I'm rethinking woven labels - I just can't get the level of detail I want.

Now I am looking at printed labels, but I don't know what material to go with - damask is the best one for woven labels, but is that true for printed ones?

I definitely want what American Apparel has got. What are they made of? Is that a heat-sealed edge?

Thanks!

PS: I know that printed labels fade  My AA shirts haven't got faded labels, though, and in the worst case... I'd rather my stuff looks good when the shirt is bought rather than looks bad for years and years


----------



## Comin'OutSwingin (Oct 28, 2005)

Satin and polyester are most often used with printed labels.

I'm not sure what AA uses, though.

The detail with woven labels may be with your label provider, rather than with woven labels as a whole.

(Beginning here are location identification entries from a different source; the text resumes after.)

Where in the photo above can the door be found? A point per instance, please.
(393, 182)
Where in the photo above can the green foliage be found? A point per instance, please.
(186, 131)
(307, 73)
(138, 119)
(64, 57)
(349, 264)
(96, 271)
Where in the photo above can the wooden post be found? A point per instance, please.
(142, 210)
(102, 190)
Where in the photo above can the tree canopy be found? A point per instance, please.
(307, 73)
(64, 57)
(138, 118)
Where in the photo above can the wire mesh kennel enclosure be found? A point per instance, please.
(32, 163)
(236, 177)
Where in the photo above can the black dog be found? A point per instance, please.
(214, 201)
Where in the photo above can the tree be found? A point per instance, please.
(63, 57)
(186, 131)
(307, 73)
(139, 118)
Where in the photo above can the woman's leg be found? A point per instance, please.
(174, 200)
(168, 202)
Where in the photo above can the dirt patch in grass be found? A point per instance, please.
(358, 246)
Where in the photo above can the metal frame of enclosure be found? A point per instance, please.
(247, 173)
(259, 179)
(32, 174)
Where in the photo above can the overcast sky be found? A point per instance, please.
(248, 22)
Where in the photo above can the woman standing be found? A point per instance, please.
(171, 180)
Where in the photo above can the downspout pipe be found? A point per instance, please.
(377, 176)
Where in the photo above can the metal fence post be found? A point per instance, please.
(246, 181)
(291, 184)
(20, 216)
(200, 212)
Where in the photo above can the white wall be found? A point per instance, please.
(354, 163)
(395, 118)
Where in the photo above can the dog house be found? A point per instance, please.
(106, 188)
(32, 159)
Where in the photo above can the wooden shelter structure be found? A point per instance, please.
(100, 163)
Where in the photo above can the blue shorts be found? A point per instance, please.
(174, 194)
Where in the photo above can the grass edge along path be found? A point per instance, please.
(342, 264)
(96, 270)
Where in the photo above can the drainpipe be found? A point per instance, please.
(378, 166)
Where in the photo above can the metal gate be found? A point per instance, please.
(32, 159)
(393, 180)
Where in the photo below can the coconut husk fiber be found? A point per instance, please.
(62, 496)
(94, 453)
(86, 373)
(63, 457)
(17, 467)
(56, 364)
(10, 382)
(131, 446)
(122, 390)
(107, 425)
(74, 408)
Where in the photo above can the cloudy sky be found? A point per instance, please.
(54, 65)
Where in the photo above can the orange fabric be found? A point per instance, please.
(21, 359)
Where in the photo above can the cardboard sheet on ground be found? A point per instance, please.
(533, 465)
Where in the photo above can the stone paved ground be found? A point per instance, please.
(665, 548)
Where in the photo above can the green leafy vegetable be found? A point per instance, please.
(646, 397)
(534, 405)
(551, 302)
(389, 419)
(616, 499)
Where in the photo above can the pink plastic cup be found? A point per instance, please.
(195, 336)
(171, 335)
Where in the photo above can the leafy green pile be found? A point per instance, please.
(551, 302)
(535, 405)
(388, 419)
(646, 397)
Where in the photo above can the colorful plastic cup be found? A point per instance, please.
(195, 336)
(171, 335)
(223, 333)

If you have gotten samples of woven labels from several companies, and none can achieve the detail you want, then printed labels on satin is probably your best best. It feels much better than the polyester.

You need to understand that woven labels aren't meant to show GREAT detail. But I'm of the opinion that a nice, woven, damask label, even without great detail, beats the pants off of a printed one.


----------



## fashionDR (Dec 21, 2007)

As far as the material for printed labels go; polyester is a type of yarn, satin is a type of fabric weave. Therefore satin must be made of either polyester or silk. It's highly unlikely that anyone would be making labels out of silk so therefore all satin labels will be made of polyester. Thats what AA uses. The edges of the labels aren't heat sealed, but rather the threads are just woven back into the fabric at the edges, much like the selvedge at the edge of a roll of fabric.

I find that printed labels tend to be more accurate than woven labels, as well as softer, but as Comin'OutSwingin said, the label quality comes down to the manufacturer.

Hope this helps.


----------